Paying Off Student Loans

Maybe you heard of people taking out a personal loan to pay off their student loans, but have you wondered whether that’s a good idea? Have they uncovered a secret way to fast-track their student loan repayment that you don’t know about? Or are you better off leaving your loans as is or taking out a private student loan to refinance them? We break down the benefits and drawbacks of taking out personal loans to pay off student loans.

Starting to Repay Your Student Loan Debt

When you graduate from college, you likely don’t have to start repaying your federal student loans right away.

Some federal student loans have a student loan grace period of six months, but with some it can last as long as 9 months. Interest may accrue while your loans are in the grace period, so some people make interest-only payments so that the total loan balance does not increase.

If you’re unable to pay your federal student loans after the grace period ends, you may be able to defer your loans for a number of reasons including if you’re returning to school, are unemployed, are experiencing extreme economic hardship, are on or have recently been on active duty service in the military, and other reasons.

If you don’t qualify to defer your loans, you might be able to forbear your loans.
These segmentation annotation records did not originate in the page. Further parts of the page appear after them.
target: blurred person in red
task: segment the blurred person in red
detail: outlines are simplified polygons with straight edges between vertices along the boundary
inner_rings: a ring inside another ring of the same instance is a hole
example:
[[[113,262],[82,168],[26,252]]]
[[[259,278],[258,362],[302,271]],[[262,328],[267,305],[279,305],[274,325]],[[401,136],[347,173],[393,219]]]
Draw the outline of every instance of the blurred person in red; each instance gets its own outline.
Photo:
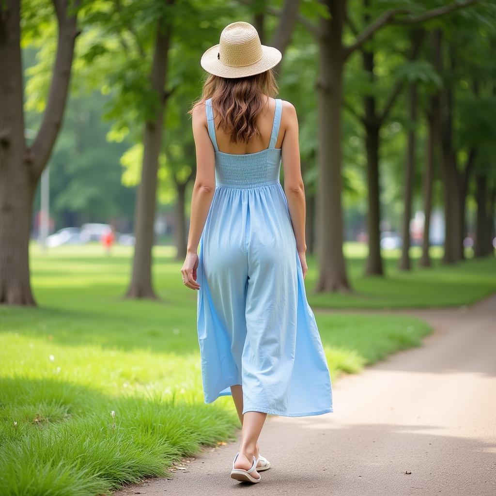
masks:
[[[102,235],[102,243],[107,251],[107,254],[110,255],[112,250],[112,245],[115,240],[114,234],[114,228],[112,227],[105,234]]]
To qualify for forbearance, you need to be experiencing financial difficulties, medical expenses, changes to employment, or other reasons that your student loan servicer approves. With both deferment and forbearance, you don’t have to make payments on your loans, but interest on certain types of loans may continue to accrue.

But what happens if you can’t afford your payments but don’t fit any of those criteria and don’t have any other help paying for school?

As your salary increases, you will likely be better financially able to pay your loans but, in the first few years after graduation your salary may not cover much more than basic expenses. Luckily, there are other ways you can lower your payments.

Recommended: Examining How Student Loan Deferment Works

Basing Student Loan Payments Off Your Monthly Income

If you’re struggling to cover your basic monthly living expenses, you might consider enrolling in an income-driven repayment program .

There are various repayment plans to choose from that allow you to limit your monthly payments to a percentage of your monthly discretionary income. That will often reduce your monthly payments to a more manageable level.

After 20 to 25 years of on-time student loan payments — or 10 years if you’re enrolled in the Public Service Loan Forgiveness Program — your loans may qualify to be forgiven under these repayment plans. If you’re interested in enrolling in one of these plans, contact your student loan servicer for information on how to do so.

Can You Use a Personal Loan to Pay Off Student Loans?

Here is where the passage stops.